For transferring the file to JBoss server, we could use the maven-dependency-plugin, a quite useful plugin for all kind of analyzing, copying or unpacking artifacts. We configure it to run in pre-integration-test phase and to copy the EAR file (produced by this POM) to some temp directory on the JBoss server:

<plugin>
<groupId>org.apache.maven.plugins</groupId>
<artifactId>maven-dependency-plugin</artifactId>
<executions>
<execution>
<id>copy</id>
<phase>install</phase>
<goals>
<goal>copy</goal>
</goals>
<configuration>
<artifactItems>
<artifactItem>
<groupId>${project.groupId}</groupId>
<artifactId>${project.artifactId}</artifactId>
<version>${project.version}</version>
<type>${project.packaging}</type>
<destFileName>test.ear</destFileName>
</artifactItem>
</artifactItems>
<outputDirectory>${publish.tempdir}</outputDirectory>
<overWrite>true</overWrite>
</configuration>
</execution>
</executions>
</plugin>

The property ${publish.tempdir} can be anything on the JBoss server (which must be available in the network!) and is exactly what has to be used for the value of location element in Cargo configuration.

Another option would be to use the hot-deploy directory of JBoss as outputDirectory for the dependency plugin, and hence rely on hot deployment of JBoss instead of Cargo and JBoss JMX deployer.

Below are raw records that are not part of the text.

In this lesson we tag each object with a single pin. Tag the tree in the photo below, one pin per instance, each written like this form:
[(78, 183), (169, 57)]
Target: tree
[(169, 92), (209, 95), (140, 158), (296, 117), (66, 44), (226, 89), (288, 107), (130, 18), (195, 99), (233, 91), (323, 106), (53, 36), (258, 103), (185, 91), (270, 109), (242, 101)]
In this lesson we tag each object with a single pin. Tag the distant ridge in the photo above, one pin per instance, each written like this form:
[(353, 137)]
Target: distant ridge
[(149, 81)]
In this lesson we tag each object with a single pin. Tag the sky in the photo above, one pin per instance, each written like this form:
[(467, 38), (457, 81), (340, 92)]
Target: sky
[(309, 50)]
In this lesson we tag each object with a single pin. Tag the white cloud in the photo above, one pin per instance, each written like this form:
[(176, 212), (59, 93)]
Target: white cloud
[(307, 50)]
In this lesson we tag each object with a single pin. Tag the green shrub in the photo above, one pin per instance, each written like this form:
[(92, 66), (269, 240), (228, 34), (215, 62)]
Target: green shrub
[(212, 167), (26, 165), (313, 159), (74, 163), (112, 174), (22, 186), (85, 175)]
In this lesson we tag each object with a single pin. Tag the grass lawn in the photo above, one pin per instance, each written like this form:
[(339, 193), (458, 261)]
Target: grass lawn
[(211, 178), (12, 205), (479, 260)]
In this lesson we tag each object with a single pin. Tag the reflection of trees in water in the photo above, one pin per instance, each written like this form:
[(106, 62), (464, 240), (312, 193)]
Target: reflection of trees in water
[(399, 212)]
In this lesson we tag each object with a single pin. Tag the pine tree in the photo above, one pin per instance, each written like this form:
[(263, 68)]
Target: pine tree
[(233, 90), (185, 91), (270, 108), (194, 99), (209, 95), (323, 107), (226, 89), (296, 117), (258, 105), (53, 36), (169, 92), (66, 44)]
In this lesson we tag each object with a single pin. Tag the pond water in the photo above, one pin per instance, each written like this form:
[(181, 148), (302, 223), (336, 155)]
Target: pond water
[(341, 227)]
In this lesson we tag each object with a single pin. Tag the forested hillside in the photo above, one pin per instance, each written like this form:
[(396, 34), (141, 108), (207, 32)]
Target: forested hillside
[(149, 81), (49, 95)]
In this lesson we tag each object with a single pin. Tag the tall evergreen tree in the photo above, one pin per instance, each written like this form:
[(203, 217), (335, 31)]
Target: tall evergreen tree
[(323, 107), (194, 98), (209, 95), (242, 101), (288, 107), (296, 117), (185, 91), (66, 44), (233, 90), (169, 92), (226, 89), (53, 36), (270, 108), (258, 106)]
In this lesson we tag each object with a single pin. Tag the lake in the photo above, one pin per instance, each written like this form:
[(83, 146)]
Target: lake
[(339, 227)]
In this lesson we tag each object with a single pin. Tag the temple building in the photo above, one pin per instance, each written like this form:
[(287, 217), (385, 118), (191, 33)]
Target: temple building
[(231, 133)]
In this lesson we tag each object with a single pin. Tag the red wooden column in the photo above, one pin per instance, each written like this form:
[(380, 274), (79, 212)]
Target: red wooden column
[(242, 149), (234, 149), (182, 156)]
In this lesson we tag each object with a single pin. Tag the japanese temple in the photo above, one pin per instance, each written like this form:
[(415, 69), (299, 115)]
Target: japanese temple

This way, we could get rid of Cargo configuration and cleanup the POM a bit, but in the end it seemed a bit less clean to me... your mileage may vary.

So, as always, in the end we got it to work, but not without unforeseen pain. When will Cargo be fixed to get the EAR file to JBoss server? Who knows.

Updates

2010/01/22: Note that the dependency plugin must be bound after the install phase so that the artifact has been copied at least to your local Maven repository. As a consequence, the Cargo plugin must be run in deploy phase, which is actually a good choice anyways. I have changed this in my code above.